I don't have to worry about the Engineer. He has more underwear, socks and shirts than Imelda Marcos had shoes. He could go for a month and not run short. I only have about two weeks worth, so tomorrow it's down to the basement for me.

When I was broke and living in the fourplex, I used to load my laundry into a plastic laundry basket and ride to the laundromat with it balanced on my handlebars. The basket I used had a convenient hole right in the middle of the bottom that fit over the big nut at the top of the handlebars and helped hold it steady.

No matter where I've lived, if I've had to use the laundromat, a particular family has always followed me there. The family consists of Mom, Dad and three kids.

Dad is majorly P.O.'ed that he has to come to the laundromat. He'd rather be watching football and drinking beer, but since they only have one car, he has to chauffeur (crap!) So he slouches in one of those chairs fixed to a rail on the wall. If there's a TV, he turns it to a sports channel and watches, if not, he stares into space growling occasionally.

Mom meanwhile collects all of the carts and sorts her laundry and moves it from washer to extractor to dryer -- why are there NEVER enough dryers at the laundromat? -- ignoring her three kids as she works.

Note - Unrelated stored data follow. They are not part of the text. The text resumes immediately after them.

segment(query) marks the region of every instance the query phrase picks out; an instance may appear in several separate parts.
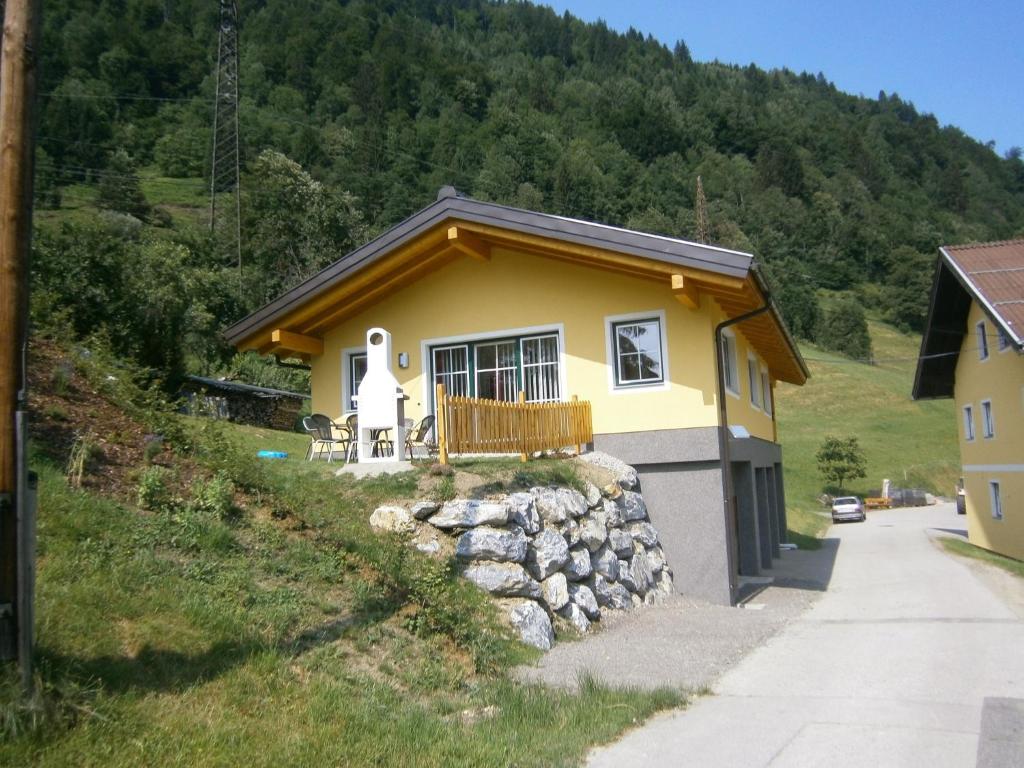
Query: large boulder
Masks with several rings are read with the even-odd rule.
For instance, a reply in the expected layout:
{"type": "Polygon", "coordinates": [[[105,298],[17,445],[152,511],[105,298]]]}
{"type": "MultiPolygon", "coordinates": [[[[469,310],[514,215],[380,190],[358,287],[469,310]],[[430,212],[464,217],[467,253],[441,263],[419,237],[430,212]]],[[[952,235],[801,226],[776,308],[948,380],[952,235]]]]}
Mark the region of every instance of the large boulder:
{"type": "Polygon", "coordinates": [[[510,493],[508,505],[512,508],[512,522],[533,536],[540,530],[540,515],[533,496],[529,493],[510,493]]]}
{"type": "Polygon", "coordinates": [[[441,505],[436,501],[417,501],[409,511],[412,512],[412,516],[417,520],[426,520],[440,508],[441,505]]]}
{"type": "Polygon", "coordinates": [[[645,547],[653,547],[658,543],[658,532],[647,522],[627,523],[626,532],[645,547]]]}
{"type": "Polygon", "coordinates": [[[580,541],[591,552],[597,552],[608,540],[608,519],[603,510],[594,510],[580,521],[580,541]]]}
{"type": "Polygon", "coordinates": [[[594,620],[601,615],[601,609],[597,605],[597,598],[594,591],[586,584],[570,584],[569,600],[578,605],[587,614],[587,618],[594,620]]]}
{"type": "Polygon", "coordinates": [[[587,497],[575,488],[559,488],[558,495],[571,517],[583,517],[587,514],[587,497]]]}
{"type": "Polygon", "coordinates": [[[587,586],[602,608],[625,611],[633,607],[633,598],[630,597],[629,590],[621,584],[607,581],[595,573],[587,581],[587,586]]]}
{"type": "Polygon", "coordinates": [[[385,506],[377,507],[370,514],[370,527],[375,531],[405,534],[415,531],[416,523],[405,507],[385,506]]]}
{"type": "Polygon", "coordinates": [[[526,534],[518,525],[511,528],[481,525],[459,536],[455,556],[463,560],[521,563],[526,559],[526,544],[526,534]]]}
{"type": "Polygon", "coordinates": [[[603,451],[591,451],[590,453],[584,453],[580,455],[582,461],[594,466],[607,469],[613,475],[615,480],[623,488],[630,489],[636,488],[640,482],[637,476],[636,470],[629,466],[626,462],[621,459],[617,459],[610,454],[604,453],[603,451]]]}
{"type": "Polygon", "coordinates": [[[540,583],[541,597],[548,608],[557,611],[569,602],[569,582],[564,573],[552,573],[540,583]]]}
{"type": "Polygon", "coordinates": [[[473,563],[463,569],[462,575],[492,595],[534,599],[541,596],[540,584],[515,563],[473,563]]]}
{"type": "Polygon", "coordinates": [[[569,562],[562,569],[569,581],[583,581],[593,570],[590,565],[590,552],[586,547],[581,544],[569,550],[569,562]]]}
{"type": "Polygon", "coordinates": [[[619,582],[643,597],[654,587],[654,571],[646,552],[638,552],[628,563],[619,561],[619,582]]]}
{"type": "Polygon", "coordinates": [[[619,578],[619,558],[607,544],[590,556],[590,566],[609,581],[617,581],[619,578]]]}
{"type": "Polygon", "coordinates": [[[587,618],[583,609],[576,605],[576,603],[566,603],[565,606],[558,611],[558,615],[572,624],[575,630],[581,635],[586,634],[587,630],[590,629],[590,619],[587,618]]]}
{"type": "Polygon", "coordinates": [[[546,579],[569,562],[569,545],[557,531],[546,528],[526,548],[526,567],[533,577],[546,579]]]}
{"type": "Polygon", "coordinates": [[[626,522],[625,510],[622,505],[612,499],[604,500],[604,517],[608,521],[609,528],[618,528],[626,522]]]}
{"type": "Polygon", "coordinates": [[[564,523],[571,515],[558,488],[531,488],[530,495],[545,523],[564,523]]]}
{"type": "Polygon", "coordinates": [[[555,630],[547,611],[532,600],[523,600],[509,606],[508,620],[527,645],[551,650],[555,644],[555,630]]]}
{"type": "Polygon", "coordinates": [[[589,507],[590,509],[597,509],[598,507],[601,506],[601,502],[603,501],[603,499],[601,497],[601,489],[600,488],[598,488],[592,482],[587,480],[583,484],[583,490],[584,490],[583,495],[587,499],[587,507],[589,507]]]}
{"type": "Polygon", "coordinates": [[[661,573],[656,577],[655,588],[664,595],[671,595],[675,592],[672,586],[672,572],[668,568],[662,568],[661,573]]]}
{"type": "Polygon", "coordinates": [[[621,528],[612,528],[608,531],[608,546],[619,557],[633,555],[633,539],[621,528]]]}
{"type": "Polygon", "coordinates": [[[552,528],[562,534],[562,538],[565,539],[565,543],[570,547],[575,547],[580,543],[580,524],[572,518],[566,520],[564,523],[553,525],[552,528]]]}
{"type": "Polygon", "coordinates": [[[661,547],[647,550],[647,562],[651,564],[652,573],[661,573],[661,569],[665,567],[665,552],[661,547]]]}
{"type": "Polygon", "coordinates": [[[478,525],[505,525],[512,509],[505,501],[455,499],[446,501],[441,511],[430,518],[435,528],[474,528],[478,525]]]}
{"type": "Polygon", "coordinates": [[[644,497],[633,491],[622,492],[622,516],[626,522],[647,519],[647,505],[644,497]]]}

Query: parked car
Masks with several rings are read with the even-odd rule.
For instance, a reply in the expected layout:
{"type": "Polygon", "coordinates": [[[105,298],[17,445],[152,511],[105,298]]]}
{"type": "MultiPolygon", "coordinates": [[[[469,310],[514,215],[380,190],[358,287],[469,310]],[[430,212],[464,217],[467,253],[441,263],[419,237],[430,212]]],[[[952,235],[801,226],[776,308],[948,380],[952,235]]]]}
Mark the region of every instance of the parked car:
{"type": "Polygon", "coordinates": [[[863,523],[867,519],[864,503],[856,496],[837,496],[832,499],[832,522],[854,520],[863,523]]]}

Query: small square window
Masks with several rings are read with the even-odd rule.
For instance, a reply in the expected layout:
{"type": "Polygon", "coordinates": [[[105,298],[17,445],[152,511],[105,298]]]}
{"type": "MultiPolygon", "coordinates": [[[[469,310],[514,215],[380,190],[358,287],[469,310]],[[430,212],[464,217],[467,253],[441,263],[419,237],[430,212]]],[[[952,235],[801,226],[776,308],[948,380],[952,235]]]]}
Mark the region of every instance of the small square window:
{"type": "Polygon", "coordinates": [[[772,379],[768,371],[761,371],[761,389],[764,392],[764,412],[772,415],[772,379]]]}
{"type": "Polygon", "coordinates": [[[982,320],[974,326],[974,330],[978,337],[978,359],[988,360],[988,336],[985,333],[985,321],[982,320]]]}
{"type": "Polygon", "coordinates": [[[974,439],[974,408],[964,406],[964,440],[971,442],[974,439]]]}
{"type": "Polygon", "coordinates": [[[985,437],[996,436],[996,423],[992,416],[992,401],[981,401],[981,429],[985,437]]]}
{"type": "Polygon", "coordinates": [[[999,481],[988,481],[988,498],[992,507],[992,517],[995,520],[1003,519],[1003,500],[999,495],[999,481]]]}
{"type": "Polygon", "coordinates": [[[612,323],[615,386],[635,387],[665,381],[658,318],[612,323]]]}
{"type": "Polygon", "coordinates": [[[1002,328],[999,328],[998,329],[998,337],[999,337],[999,351],[1000,352],[1005,352],[1007,349],[1010,348],[1010,335],[1006,331],[1004,331],[1002,328]]]}

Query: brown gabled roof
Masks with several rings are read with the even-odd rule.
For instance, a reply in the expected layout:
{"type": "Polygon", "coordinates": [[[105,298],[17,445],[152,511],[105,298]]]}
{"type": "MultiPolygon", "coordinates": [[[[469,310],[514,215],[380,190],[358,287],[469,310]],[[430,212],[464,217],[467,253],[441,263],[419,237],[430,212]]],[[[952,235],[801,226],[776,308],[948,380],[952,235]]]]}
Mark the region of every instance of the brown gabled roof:
{"type": "Polygon", "coordinates": [[[512,232],[534,241],[560,244],[552,246],[546,255],[564,256],[561,249],[588,253],[595,259],[601,254],[621,254],[634,262],[639,259],[660,264],[666,277],[674,272],[695,276],[701,291],[714,296],[730,317],[767,302],[770,316],[751,320],[744,326],[744,333],[755,346],[779,351],[781,362],[778,370],[773,369],[779,379],[802,384],[810,375],[751,254],[474,200],[451,187],[442,188],[436,202],[238,320],[224,330],[224,336],[240,349],[265,354],[276,354],[279,348],[302,351],[275,347],[272,335],[322,336],[324,329],[338,322],[344,312],[354,312],[358,307],[356,300],[348,298],[345,303],[338,298],[345,286],[367,282],[372,287],[363,291],[361,300],[370,301],[414,281],[454,253],[447,241],[452,232],[456,237],[463,232],[485,247],[501,244],[502,233],[512,232]]]}
{"type": "Polygon", "coordinates": [[[1024,239],[939,249],[912,396],[952,397],[971,303],[1024,349],[1024,239]]]}
{"type": "Polygon", "coordinates": [[[942,251],[992,321],[1019,347],[1024,338],[1024,240],[951,245],[942,251]]]}

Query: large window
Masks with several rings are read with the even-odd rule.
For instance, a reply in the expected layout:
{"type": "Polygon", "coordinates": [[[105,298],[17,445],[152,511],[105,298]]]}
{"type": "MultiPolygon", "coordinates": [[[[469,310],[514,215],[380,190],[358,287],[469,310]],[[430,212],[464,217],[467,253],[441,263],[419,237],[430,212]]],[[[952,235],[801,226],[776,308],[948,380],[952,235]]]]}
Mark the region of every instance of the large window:
{"type": "Polygon", "coordinates": [[[996,436],[996,422],[992,416],[992,401],[982,400],[981,401],[981,429],[982,434],[985,437],[996,436]]]}
{"type": "Polygon", "coordinates": [[[998,331],[999,331],[999,351],[1000,352],[1005,352],[1006,350],[1008,350],[1010,348],[1010,336],[1009,336],[1009,334],[1007,334],[1006,331],[1004,331],[1002,329],[1002,326],[999,327],[998,331]]]}
{"type": "Polygon", "coordinates": [[[768,371],[761,371],[761,390],[764,393],[764,412],[772,415],[772,379],[768,371]]]}
{"type": "Polygon", "coordinates": [[[988,335],[985,333],[985,321],[982,320],[974,326],[975,336],[978,338],[978,359],[988,359],[988,335]]]}
{"type": "Polygon", "coordinates": [[[449,395],[529,403],[562,397],[558,335],[468,341],[433,347],[433,379],[449,395]]]}
{"type": "Polygon", "coordinates": [[[635,387],[665,381],[658,318],[612,323],[615,386],[635,387]]]}
{"type": "Polygon", "coordinates": [[[988,481],[988,497],[992,508],[992,517],[996,520],[1003,519],[1003,500],[999,495],[999,481],[988,481]]]}
{"type": "Polygon", "coordinates": [[[736,373],[736,337],[728,331],[722,333],[722,366],[725,388],[738,395],[740,382],[736,373]]]}

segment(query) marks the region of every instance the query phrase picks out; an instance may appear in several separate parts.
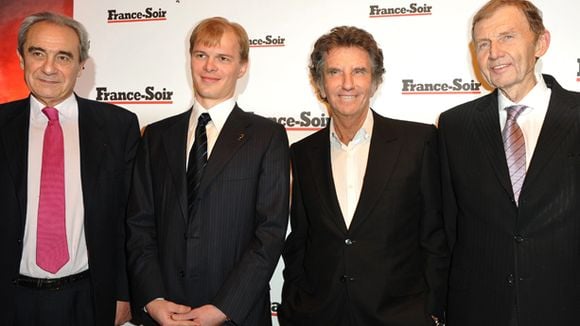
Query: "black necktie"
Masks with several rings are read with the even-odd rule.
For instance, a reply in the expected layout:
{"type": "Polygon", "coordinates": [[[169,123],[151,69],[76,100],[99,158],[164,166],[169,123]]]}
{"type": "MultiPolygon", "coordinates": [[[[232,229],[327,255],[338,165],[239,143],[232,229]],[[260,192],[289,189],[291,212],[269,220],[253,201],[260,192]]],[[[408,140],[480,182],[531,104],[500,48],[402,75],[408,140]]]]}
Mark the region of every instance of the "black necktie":
{"type": "Polygon", "coordinates": [[[202,113],[199,119],[197,119],[195,141],[189,152],[189,163],[187,165],[187,207],[190,217],[193,212],[195,197],[197,196],[203,169],[207,163],[207,135],[205,133],[205,126],[210,120],[211,117],[207,113],[202,113]]]}

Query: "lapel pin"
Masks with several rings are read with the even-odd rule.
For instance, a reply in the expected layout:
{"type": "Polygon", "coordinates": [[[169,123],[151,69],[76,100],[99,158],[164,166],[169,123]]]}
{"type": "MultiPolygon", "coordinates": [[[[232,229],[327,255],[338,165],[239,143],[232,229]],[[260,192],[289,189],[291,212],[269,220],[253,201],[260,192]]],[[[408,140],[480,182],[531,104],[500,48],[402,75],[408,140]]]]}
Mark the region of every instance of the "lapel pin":
{"type": "Polygon", "coordinates": [[[244,137],[246,137],[246,135],[245,135],[245,134],[240,134],[240,135],[238,136],[238,141],[242,141],[242,139],[244,139],[244,137]]]}

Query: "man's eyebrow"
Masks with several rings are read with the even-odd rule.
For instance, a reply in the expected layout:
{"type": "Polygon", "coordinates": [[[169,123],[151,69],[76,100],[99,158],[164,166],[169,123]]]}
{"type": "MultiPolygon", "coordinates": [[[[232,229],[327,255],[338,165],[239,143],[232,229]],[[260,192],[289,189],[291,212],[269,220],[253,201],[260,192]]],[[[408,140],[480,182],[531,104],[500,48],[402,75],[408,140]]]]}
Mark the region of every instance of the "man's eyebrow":
{"type": "Polygon", "coordinates": [[[29,46],[28,47],[28,52],[32,52],[32,51],[40,51],[40,52],[46,52],[45,49],[38,47],[38,46],[29,46]]]}
{"type": "MultiPolygon", "coordinates": [[[[41,48],[41,47],[38,47],[38,46],[30,46],[30,47],[28,47],[28,52],[29,53],[30,52],[33,52],[33,51],[40,51],[40,52],[46,53],[46,50],[43,49],[43,48],[41,48]]],[[[64,54],[67,57],[71,57],[71,58],[74,58],[75,57],[74,54],[72,54],[71,52],[68,52],[68,51],[58,51],[57,54],[64,54]]]]}
{"type": "Polygon", "coordinates": [[[69,58],[74,58],[75,57],[75,55],[72,54],[72,52],[68,52],[68,51],[58,51],[57,54],[64,54],[64,55],[66,55],[69,58]]]}

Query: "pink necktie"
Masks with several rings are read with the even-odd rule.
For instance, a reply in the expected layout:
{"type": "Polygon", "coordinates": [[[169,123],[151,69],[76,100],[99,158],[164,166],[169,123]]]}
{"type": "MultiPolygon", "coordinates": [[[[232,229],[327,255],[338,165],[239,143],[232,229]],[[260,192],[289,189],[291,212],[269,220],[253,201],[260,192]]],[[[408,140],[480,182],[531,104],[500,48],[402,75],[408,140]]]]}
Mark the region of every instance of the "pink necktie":
{"type": "Polygon", "coordinates": [[[42,149],[40,198],[36,233],[36,265],[55,274],[69,260],[64,201],[64,143],[55,108],[44,108],[48,117],[42,149]]]}
{"type": "Polygon", "coordinates": [[[514,200],[518,205],[524,178],[526,177],[526,142],[518,126],[517,118],[527,108],[525,105],[512,105],[506,108],[507,121],[503,128],[503,147],[512,181],[514,200]]]}

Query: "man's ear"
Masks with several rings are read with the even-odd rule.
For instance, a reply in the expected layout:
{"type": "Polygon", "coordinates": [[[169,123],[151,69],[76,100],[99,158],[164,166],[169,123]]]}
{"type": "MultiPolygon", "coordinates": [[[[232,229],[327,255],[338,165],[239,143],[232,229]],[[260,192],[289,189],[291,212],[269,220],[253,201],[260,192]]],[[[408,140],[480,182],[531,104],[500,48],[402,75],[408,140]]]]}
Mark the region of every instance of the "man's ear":
{"type": "Polygon", "coordinates": [[[20,69],[24,70],[24,57],[16,50],[16,55],[18,55],[18,62],[20,62],[20,69]]]}
{"type": "Polygon", "coordinates": [[[241,66],[240,66],[240,72],[238,73],[238,79],[244,77],[244,75],[246,74],[246,71],[248,70],[248,65],[249,62],[242,62],[241,66]]]}
{"type": "Polygon", "coordinates": [[[87,60],[83,61],[80,63],[81,69],[79,69],[79,73],[77,74],[77,78],[79,78],[83,72],[83,70],[85,70],[85,64],[87,63],[87,60]]]}
{"type": "Polygon", "coordinates": [[[540,36],[538,36],[538,40],[536,41],[536,58],[539,58],[548,52],[548,48],[550,47],[550,32],[545,30],[540,36]]]}

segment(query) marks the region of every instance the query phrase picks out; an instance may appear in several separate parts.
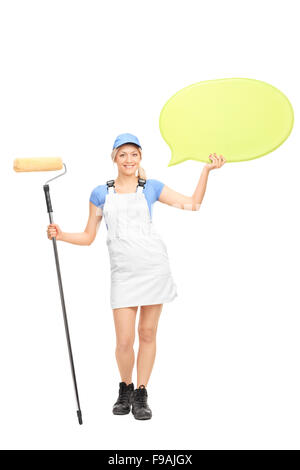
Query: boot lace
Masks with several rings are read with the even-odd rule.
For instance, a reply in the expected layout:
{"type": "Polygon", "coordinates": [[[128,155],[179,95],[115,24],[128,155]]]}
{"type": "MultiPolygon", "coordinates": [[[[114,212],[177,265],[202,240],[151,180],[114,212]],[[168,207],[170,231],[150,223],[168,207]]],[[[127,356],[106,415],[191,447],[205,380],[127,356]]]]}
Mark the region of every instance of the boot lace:
{"type": "Polygon", "coordinates": [[[127,387],[123,387],[121,386],[120,390],[119,390],[119,397],[118,397],[118,401],[117,403],[122,403],[124,405],[127,404],[128,402],[128,390],[127,390],[127,387]]]}
{"type": "Polygon", "coordinates": [[[135,401],[142,405],[147,405],[147,391],[145,388],[138,388],[136,390],[135,401]]]}

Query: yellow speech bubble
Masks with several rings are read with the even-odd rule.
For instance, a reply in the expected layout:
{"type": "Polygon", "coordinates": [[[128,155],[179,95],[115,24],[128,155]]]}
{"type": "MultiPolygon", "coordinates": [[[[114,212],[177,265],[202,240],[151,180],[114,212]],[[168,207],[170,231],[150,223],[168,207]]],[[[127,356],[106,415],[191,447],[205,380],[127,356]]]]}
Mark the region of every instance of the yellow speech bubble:
{"type": "Polygon", "coordinates": [[[168,166],[185,160],[211,163],[211,153],[226,162],[262,157],[290,135],[294,112],[288,98],[269,83],[224,78],[183,88],[159,117],[163,139],[172,151],[168,166]]]}

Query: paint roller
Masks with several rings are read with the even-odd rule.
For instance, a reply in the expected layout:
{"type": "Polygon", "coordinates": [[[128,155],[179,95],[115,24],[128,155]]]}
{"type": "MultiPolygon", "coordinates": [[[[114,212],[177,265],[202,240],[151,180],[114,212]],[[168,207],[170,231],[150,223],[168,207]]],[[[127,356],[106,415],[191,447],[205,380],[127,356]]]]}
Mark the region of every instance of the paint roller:
{"type": "MultiPolygon", "coordinates": [[[[60,157],[16,158],[14,160],[13,169],[18,173],[19,172],[23,173],[27,171],[55,171],[55,170],[61,170],[63,166],[65,168],[64,172],[46,181],[46,183],[43,186],[45,197],[46,197],[47,210],[49,213],[49,219],[50,219],[51,224],[53,223],[53,210],[52,210],[50,190],[49,190],[48,183],[64,175],[67,172],[66,165],[62,162],[62,159],[60,157]]],[[[75,374],[70,332],[69,332],[69,326],[68,326],[67,312],[66,312],[66,306],[65,306],[65,300],[64,300],[63,286],[62,286],[59,259],[58,259],[58,251],[57,251],[57,244],[56,244],[55,237],[52,238],[52,243],[53,243],[53,249],[54,249],[58,286],[59,286],[59,292],[60,292],[60,298],[61,298],[61,306],[62,306],[64,326],[65,326],[65,332],[66,332],[66,338],[67,338],[71,372],[72,372],[72,378],[73,378],[73,384],[74,384],[74,390],[75,390],[75,397],[76,397],[76,404],[77,404],[77,418],[78,418],[79,424],[82,424],[82,412],[81,412],[80,402],[79,402],[77,380],[76,380],[76,374],[75,374]]]]}

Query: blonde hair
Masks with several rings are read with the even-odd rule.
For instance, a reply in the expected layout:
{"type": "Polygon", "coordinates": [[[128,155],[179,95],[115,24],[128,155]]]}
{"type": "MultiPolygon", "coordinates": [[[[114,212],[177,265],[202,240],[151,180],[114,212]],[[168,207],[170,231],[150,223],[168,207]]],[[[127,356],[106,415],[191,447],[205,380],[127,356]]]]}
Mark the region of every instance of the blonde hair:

The three kids, an argument for birth control if there ever was one, are in brat heaven. The littlest is about 18 months old and in one of those baby bumper car affairs. You've seen them, the baby sits in a sling seat in the middle of a round ring that's supported by an aluminum framework. It has casters on the bottom so that the baby has full and instant mobility in any direction by running her feet like she was in Fred Flintstone's car. She is not, however, required to use her feet because her big brother and sister (ages 9 and 7) grab on to the back of her baby cart ring and use it as a semi-guided missile. They run at top speed, whooping and hollering, crashing their little sister into anything they can get at (especially the backsides of innocent laundry doers.) Every time they smash into something, the baby shrieks. Loudly. With great glee.

This merriment continues unabated while Mom tries to get the laundry done, occasionally calling to the children to behave themselves. Dad goes outdoors to have a smoke. Then the big sibs shout, "Tunnel!" and try to run the baby under a folding table. Which might have worked had baby sister grasped the concept of ducking...

I won't even try to describe the ensuing carnage. My ears ring from post traumatic shock just thinking about it. It was at that point that I would stuff my clean, but sopping wet, laundry back into my plastic basket and ride for home like all the demons of hell were after me. The water would leak through the hole in the bottom of the basket, dribbling on to the spinning tire and spraying everywhere. But it was clean water and it was silent. When I got home, I would hang my laundry on the line out back and hope it didn't rain before my towels were dry. But even wet towels were better than staying at the laundromat long enough to use the dryer.

I guess I'll go downstairs and throw in a load. Somehow it doesn't seem nearly as onerous now as it did a few minutes ago.